The warmind looks up the reference and snorts. ‘And is this the last son, then?’

The chen smiles a cold smile.

‘More than that. They did something we never could. That’s why the Spike happened. That’s why we are here. We want to know how they did it.’

The warmind stares at the chen. His metaself is roaring inside him. The Great Common Task requires the taming of physics, the eradication of the quantum filth, taking the dice from God’s hand, the creation of a new Universe with new rules, inside guberniyas, where all those who died can live again, turning away from the laws written down by a mad god. That’s what the Protocol War is about. Stopping the zoku from defiling that dream.

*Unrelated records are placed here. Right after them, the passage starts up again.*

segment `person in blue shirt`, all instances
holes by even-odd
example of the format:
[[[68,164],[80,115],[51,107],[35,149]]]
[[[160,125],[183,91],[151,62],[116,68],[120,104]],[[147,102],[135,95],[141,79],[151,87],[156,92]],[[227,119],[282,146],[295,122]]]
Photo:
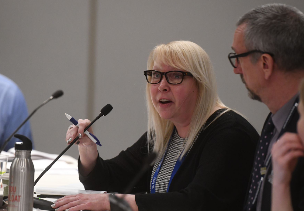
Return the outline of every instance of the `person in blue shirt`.
[[[24,97],[17,85],[0,74],[0,147],[28,115]],[[29,122],[28,121],[17,133],[33,140]],[[4,148],[7,151],[20,141],[13,137]]]

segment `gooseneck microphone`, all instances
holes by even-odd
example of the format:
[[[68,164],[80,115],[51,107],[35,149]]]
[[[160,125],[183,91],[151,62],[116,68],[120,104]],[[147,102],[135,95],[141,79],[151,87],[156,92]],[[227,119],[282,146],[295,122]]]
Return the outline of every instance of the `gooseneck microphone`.
[[[113,108],[113,107],[110,104],[107,104],[105,105],[105,107],[102,108],[102,109],[100,110],[100,113],[99,114],[99,115],[98,115],[98,116],[94,120],[92,121],[92,122],[91,122],[91,123],[85,128],[84,131],[84,132],[86,131],[86,130],[88,130],[88,129],[90,127],[92,126],[92,125],[94,124],[94,123],[98,119],[100,118],[103,116],[106,116],[108,115],[108,114],[111,111],[112,111],[112,109]],[[79,139],[79,137],[77,136],[75,138],[74,140],[73,140],[73,141],[71,142],[71,143],[68,145],[66,147],[65,149],[64,149],[63,151],[62,151],[62,152],[53,161],[53,162],[51,163],[51,164],[49,165],[47,167],[45,168],[45,169],[44,169],[44,171],[42,172],[42,173],[40,174],[40,175],[39,175],[39,176],[37,178],[37,179],[36,179],[36,180],[35,181],[35,183],[34,184],[34,186],[36,185],[36,184],[37,184],[37,183],[38,181],[39,181],[39,180],[40,179],[40,178],[42,177],[42,176],[43,176],[47,171],[49,171],[50,169],[51,168],[51,167],[52,166],[54,165],[54,164],[56,163],[56,161],[58,160],[58,159],[60,158],[60,157],[62,156],[63,155],[63,154],[65,153],[65,152],[66,152],[70,147],[71,147],[72,145],[73,145],[73,144],[76,142],[78,139]]]
[[[1,152],[5,148],[5,147],[6,146],[6,145],[7,145],[8,143],[11,140],[11,139],[12,139],[12,138],[13,137],[13,136],[14,135],[14,134],[16,133],[17,131],[18,131],[20,128],[21,128],[21,127],[22,127],[22,126],[23,126],[23,125],[25,124],[25,123],[28,120],[29,120],[29,119],[31,118],[31,117],[33,115],[33,114],[36,112],[36,111],[38,109],[47,104],[50,100],[58,98],[59,97],[60,97],[62,96],[63,94],[63,92],[62,91],[62,90],[58,90],[54,92],[52,95],[52,96],[50,97],[49,99],[42,103],[42,104],[41,105],[37,107],[35,110],[33,111],[33,112],[29,115],[27,118],[24,120],[24,121],[22,122],[22,123],[21,123],[20,125],[19,125],[19,127],[17,128],[17,129],[16,129],[15,131],[14,131],[14,132],[13,132],[11,134],[11,135],[6,139],[6,140],[4,141],[4,142],[3,143],[3,145],[2,145],[2,146],[1,147],[1,149],[0,149],[0,153],[1,153]]]

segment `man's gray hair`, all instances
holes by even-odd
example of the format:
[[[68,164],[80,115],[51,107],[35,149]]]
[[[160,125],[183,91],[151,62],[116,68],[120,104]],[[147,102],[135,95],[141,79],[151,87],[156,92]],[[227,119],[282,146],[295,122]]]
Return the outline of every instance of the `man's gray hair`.
[[[279,68],[286,71],[304,69],[304,14],[300,10],[285,4],[267,4],[247,12],[237,25],[243,23],[248,51],[273,54]],[[254,54],[252,62],[260,55]]]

‘Oh, don’t look so shocked,’ the chen says. ‘Being bound by the metaself is for lesser gogols. Believe me, you have done the Great Common Task a great service. You will be rewarded in the Omega.’ He writes characters in the air.

‘But before that, I’m afraid this is going to hurt a little.’

The chen’s ink figures merge with the whirlpool in the centre of the vir. The warmind reaches for his vir-weapons in the secret parts of his mindshell. ‘Traitor,’ he growls.

‘Not at all,’ the chen says. ‘I am always loyal to the dream. Even when it is time to wake up.’

a black egg of death

a winter dragon hatches

to devour its tail

the demiurges sing. And then the Dragon is upon him. It pours from the blackness like blood from a wound, a hungry absence of structure or logic. It bites into the warmind’s avatar with teeth made of madness.

Old branch memories and reflexes wake up. The warmind throws partials into the code thing’s jaws. The very presence of the Dragon is breaking the vir structure, giving him a way out. He flicks into the battlespace vir, downloads a gogol into a thoughtwisp—

—and there is a discontinuity. Suddenly, he is the gogol in the wisp, watching from afar as the Dragon devours his fleet. The oblast’s Hawking drive ruptures. From the thoughtwisp, the conflagration is redshifted into a gentle glow, but there is a furnace burning inside the warmind, even as the phantom pains of the tiny wisp vir crawl all over the body he no longer has. The Founders must be told, he swears. For all my brothers. For the Task.

The Universe that the quantum gods made is cruel and random. Before he reaches the nearest wisp router, the zoku ships come, survivors of the battle of the string. He tries to fight, to win a quick truedeath at least. But the zoku are not as merciful as him.